You are contractually responsible for any debt that is in your name, even if someone else acquired it or contributed to it, such as by being an authorized user on your credit card. If you don't pay the debt, the creditor can sue you and even try to collect on your share of jointly owned assets.
Some times divorcing your spouse is easier than divorcing your credit card debt. Even if your divorce decree orders your spouse to pay the credit card debt in your name, you are legally responsible for paying the credit card debt.
In Texas, which is a common law state, courts will likely hold you responsible for credit card debt in your name and jointly liable for credit card debt in both names. Even when you are not contractually liable for your former spouse's credit card debt, a judge may order you to pay a portion of it, particularly if the debt was incurred for items necessary for the household.
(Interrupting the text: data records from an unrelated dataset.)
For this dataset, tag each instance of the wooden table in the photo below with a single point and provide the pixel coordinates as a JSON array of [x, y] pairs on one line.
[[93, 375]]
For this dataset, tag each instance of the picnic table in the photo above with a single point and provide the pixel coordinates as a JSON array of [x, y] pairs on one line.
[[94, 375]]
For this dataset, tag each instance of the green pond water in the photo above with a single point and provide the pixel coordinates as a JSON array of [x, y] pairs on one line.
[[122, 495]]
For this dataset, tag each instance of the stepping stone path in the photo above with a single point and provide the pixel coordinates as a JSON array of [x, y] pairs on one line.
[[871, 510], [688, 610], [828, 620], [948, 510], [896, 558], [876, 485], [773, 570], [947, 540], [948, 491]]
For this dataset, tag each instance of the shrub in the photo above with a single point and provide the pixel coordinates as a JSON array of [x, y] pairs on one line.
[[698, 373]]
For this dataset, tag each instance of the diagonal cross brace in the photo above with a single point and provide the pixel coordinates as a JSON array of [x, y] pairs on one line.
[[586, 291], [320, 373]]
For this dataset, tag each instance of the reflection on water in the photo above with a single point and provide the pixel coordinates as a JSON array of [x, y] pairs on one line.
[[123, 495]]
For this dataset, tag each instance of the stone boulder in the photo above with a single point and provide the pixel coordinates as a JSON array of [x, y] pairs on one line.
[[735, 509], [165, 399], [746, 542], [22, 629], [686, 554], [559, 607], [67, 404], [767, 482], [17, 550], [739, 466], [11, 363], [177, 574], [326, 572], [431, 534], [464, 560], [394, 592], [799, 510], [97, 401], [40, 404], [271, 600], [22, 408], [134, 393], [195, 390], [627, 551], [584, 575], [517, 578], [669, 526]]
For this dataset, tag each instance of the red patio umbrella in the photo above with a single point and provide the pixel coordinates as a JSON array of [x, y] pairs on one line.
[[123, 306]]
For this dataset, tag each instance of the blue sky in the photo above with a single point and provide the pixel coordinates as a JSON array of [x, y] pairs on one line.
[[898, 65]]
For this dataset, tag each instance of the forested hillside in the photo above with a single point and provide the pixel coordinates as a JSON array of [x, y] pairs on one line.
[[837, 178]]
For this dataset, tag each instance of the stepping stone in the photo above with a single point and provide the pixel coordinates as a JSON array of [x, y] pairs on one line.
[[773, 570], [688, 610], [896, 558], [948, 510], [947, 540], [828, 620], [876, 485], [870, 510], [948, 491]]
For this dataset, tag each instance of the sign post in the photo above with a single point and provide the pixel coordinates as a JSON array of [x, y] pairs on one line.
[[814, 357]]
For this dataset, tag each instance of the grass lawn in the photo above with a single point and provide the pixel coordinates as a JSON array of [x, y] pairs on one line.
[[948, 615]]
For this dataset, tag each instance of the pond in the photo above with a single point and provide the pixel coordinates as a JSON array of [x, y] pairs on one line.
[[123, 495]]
But if you don't pay, the only remedy your ex spouse would have is to sue you in family court to enforce the order to pay. For that reason, judges in Tarrant County often order the parties to pay the credit cards in their respective names and make up for that award of debt by the award of other community property. A judge may distribute responsibility for the debts in a way that is different from your contractual obligations to pay, but the judge's order does not change your contracts with your creditors.
If a credit card is in your name, the creditor can come after you if your spouse does not pay a debt as ordered. The same is true for your spouse's debts that you are ordered to pay. Your recourse is to pursue your ex in court. This can be a difficult and expensive journey full of headaches.